POLITIQUE
28/08/2018 18:15 EDT | Actualisé 28/08/2018 18:15 EDT

François Legault n'a «pas accepté que je lui dise non», affirme Gertrude Bourdon

Elle est revenue sur la saga de son lancement en politique à la radio de Québec, mardi.

Patrick Lauzon / FOTOimage

QUÉBEC — La candidate libérale et éventuelle ministre de la Santé Gertrude Bourdon estime que les attaques de la Coalition avenir Québec (CAQ) à son endroit lui démontrent qu'elle a «eu raison» de faire le choix du Parti libéral du Québec (PLQ) pour un saut en politique.

En entrevue à la radio Énergie 98,9 à Québec, mardi après-midi, Mme Bourdon a dit croire que le chef François Legault a divulgué des textos de «conversations privées» entre elle et la CAQ simplement parce qu'il n'a «pas accepté que je lui dise non».

«La différence, ce sont les valeurs du Parti libéral. Et je vois aujourd'hui que j'ai eu raison», a-t-elle affirmé.

Refusant toujours de dire clairement qu'elle avait envisagé de se présenter pour la CAQ, Mme Bourdon a dit de nouveau avoir voulu «comprendre» et «analyser» le programme de la formation politique dans ses échanges avec M. Legault et des représentants du parti.

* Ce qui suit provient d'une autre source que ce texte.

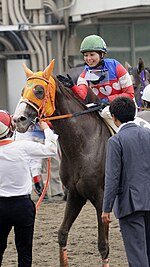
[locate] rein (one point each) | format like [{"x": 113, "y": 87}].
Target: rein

Pourquoi il a sorti le texto? Parce que M. Legault n'a pas accepté que je lui dise nonGertrude Bourdon

La Presse a fait état récemment d'un échange de textos entre l'ex-patronne du Centre hospitalier universitaire de Québec (CHUQ) et le directeur de cabinet du chef caquiste François Legault, Martin Koskinen.

Selon La Presse, le jeudi 16 août, M. Koskinen affirme à Mme Bourdon que la teneur d'un échange avec M. Legault prévu deux jours plus tard sera du solide, laissant entendre qu'il serait prêt à lui garantir un poste de ministre de la Santé.

«Je crois sincèrement que nous avons l'occasion de marquer l'histoire», ajoute M. Koskinen. La réponse de Mme Bourdon ce jour-là est plutôt claire: «je le crois aussi».

Deux jours plus tard, elle annonce qu'elle ne portera pas les couleurs de la CAQ. Elle passe dans le camp du PLQ par la suite.

En entrevue, mardi, la candidate libérale a soutenu que sa décision était déjà prise lors de l'échange de textos avec le directeur de cabinet. Pourquoi alors avoir tenu ces propos?

«Est-ce que vous croyez qu'un texto est la vérité? On a échangé pendant des semaines, M. Legault m'a fait confiance, M. Koskinen m'a fait confiance... D'arriver avec un texto est réducteur», a-t-elle fait valoir.

Selon elle, ces textos n'auraient jamais dû être dévoilés, et M. Legault a agi de façon «ridicule» en réaction au fait qu'elle ait choisi de se présenter pour les libéraux.

«Le 18 (août), je vais voir M. Legault. Le 19, il dit devant tout le monde (...) qu'on a eu des conversations privées, et qu'on n'a pas réussi à s'entendre. (Pourtant), il sort le texto le 24 ou 25... Pourquoi il a sorti le texto? Parce que M. Legault n'a pas accepté que je lui dise non», a-t-elle soutenu en entrevue à la radio.

Contrairement à sa collègue candidate libérale dans la circonscription de Saint-Laurent, Marwah Rizqy, Mme Bourdon a évité de qualifier de «sexistes» des propos de M. Legault à son endroit.